Kwaliteitsstandaard ‘Taalbarrières in de Zorg en het Sociaal Domein’
De minister heeft het Zorginstituut in zijn duidingsverzoek gevraagd in te gaan op de in 2014 ontwikkelde ‘Kwaliteitsnorm tolkgebruik bij anderstaligen in de zorg’. Het doel van deze kwaliteitsnorm is de zorgverlener in staat te stellen een zorgvuldige afweging te maken over de inzet van professionele tolken in de zorg. De Kwaliteitsnorm is (nog) niet opgenomen in het Register van het Zorginstituut. Daarnaast zijn nog weinig zorgverleners op de hoogte van deze kwaliteitsnorm.

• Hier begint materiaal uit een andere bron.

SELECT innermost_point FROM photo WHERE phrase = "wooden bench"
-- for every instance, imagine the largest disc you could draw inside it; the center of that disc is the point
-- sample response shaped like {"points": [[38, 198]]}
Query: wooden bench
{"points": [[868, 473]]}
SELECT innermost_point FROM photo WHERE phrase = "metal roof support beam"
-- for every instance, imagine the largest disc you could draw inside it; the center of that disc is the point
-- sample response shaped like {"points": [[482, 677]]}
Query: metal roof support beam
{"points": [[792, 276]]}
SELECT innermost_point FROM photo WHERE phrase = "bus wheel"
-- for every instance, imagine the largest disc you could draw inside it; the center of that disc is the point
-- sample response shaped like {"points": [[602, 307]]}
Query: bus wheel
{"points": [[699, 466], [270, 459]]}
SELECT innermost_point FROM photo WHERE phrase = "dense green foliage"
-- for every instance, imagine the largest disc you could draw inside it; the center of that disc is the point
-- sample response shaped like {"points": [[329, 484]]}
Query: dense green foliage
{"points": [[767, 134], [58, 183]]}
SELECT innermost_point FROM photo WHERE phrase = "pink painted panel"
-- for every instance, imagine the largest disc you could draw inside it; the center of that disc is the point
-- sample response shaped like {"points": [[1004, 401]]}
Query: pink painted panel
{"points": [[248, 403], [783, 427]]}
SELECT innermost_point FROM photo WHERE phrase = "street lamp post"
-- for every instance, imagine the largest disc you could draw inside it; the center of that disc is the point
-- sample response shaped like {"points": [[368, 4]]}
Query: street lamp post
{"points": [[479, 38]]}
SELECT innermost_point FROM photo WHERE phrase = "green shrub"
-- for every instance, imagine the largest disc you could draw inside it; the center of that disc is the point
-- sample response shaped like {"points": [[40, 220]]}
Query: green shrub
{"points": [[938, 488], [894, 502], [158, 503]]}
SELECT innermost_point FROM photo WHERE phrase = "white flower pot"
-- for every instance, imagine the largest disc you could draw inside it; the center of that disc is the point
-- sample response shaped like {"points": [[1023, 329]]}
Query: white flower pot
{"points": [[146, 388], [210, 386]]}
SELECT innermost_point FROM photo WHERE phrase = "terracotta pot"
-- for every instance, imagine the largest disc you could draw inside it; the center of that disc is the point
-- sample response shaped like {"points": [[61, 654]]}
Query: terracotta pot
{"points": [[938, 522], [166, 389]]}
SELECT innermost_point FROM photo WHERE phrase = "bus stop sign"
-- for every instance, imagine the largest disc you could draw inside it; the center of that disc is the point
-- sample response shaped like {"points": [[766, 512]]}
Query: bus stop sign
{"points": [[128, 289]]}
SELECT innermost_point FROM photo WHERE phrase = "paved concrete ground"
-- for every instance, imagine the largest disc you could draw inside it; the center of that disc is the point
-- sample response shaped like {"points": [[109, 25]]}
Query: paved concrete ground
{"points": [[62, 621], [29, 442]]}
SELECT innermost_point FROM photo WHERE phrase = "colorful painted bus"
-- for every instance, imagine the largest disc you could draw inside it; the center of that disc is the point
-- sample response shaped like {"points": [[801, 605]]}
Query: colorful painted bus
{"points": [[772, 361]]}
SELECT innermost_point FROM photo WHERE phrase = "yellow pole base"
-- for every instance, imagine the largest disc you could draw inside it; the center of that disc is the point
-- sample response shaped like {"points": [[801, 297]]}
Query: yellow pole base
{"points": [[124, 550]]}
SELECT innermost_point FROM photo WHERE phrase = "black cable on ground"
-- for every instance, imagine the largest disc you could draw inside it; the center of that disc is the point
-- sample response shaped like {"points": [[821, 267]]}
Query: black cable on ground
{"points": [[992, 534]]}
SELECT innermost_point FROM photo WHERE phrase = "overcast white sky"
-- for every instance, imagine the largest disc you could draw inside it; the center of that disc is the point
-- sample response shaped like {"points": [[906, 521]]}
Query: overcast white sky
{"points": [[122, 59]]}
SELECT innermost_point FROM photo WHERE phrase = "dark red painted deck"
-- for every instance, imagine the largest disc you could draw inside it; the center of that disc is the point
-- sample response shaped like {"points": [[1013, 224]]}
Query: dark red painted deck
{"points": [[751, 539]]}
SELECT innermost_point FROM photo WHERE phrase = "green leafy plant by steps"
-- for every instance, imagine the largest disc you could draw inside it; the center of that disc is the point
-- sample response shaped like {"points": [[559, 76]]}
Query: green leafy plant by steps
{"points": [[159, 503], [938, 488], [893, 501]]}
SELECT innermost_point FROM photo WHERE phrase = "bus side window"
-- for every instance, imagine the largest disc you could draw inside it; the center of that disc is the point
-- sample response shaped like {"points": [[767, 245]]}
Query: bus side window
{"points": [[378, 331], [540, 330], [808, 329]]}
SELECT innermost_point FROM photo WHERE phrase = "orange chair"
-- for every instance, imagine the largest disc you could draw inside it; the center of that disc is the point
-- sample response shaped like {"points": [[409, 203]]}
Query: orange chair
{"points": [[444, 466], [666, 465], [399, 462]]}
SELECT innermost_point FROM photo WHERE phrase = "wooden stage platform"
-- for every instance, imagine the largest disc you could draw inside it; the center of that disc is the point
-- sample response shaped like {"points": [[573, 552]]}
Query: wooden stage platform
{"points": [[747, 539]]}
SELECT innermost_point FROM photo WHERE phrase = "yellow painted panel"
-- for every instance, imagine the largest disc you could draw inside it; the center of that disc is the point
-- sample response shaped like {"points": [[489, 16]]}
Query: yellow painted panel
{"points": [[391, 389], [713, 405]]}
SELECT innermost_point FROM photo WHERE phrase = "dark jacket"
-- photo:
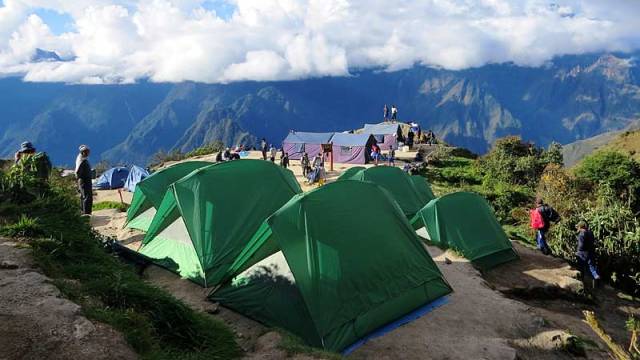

Onder aanvoering van de Johannes Wier Stichting stuurden Patiëntenfederatie Nederland, KNMG, Pharos, CNV Zorg en Welzijn en tientallen hoogleraren eind 2019 een petitie naar de Kwaliteitsraad van het Zorginstituut. In de petitie staat dat partijen een realistische en doelmatige oplossing willen voor de communicatie met patiënten die de Nederlandse taal niet optimaal beheersen. Ze pleiten er voor dat zorgverleners, patiënten en verzekeraars gezamenlijk een Kwaliteitsstandaard ‘Taalbarrières in de Zorg en het Sociaal Domein’ opstellen. Het Zorginstituut vindt dit een goede ontwikkeling en moedigt partijen aan hiermee aan de slag te gaan.
Februari 2021: Op dit moment verkennen wij samen met de Johannes Wier Stichting hoe het Zorginstituut de totstandkoming van de nieuwe kwaliteitsstandaard kan ondersteunen.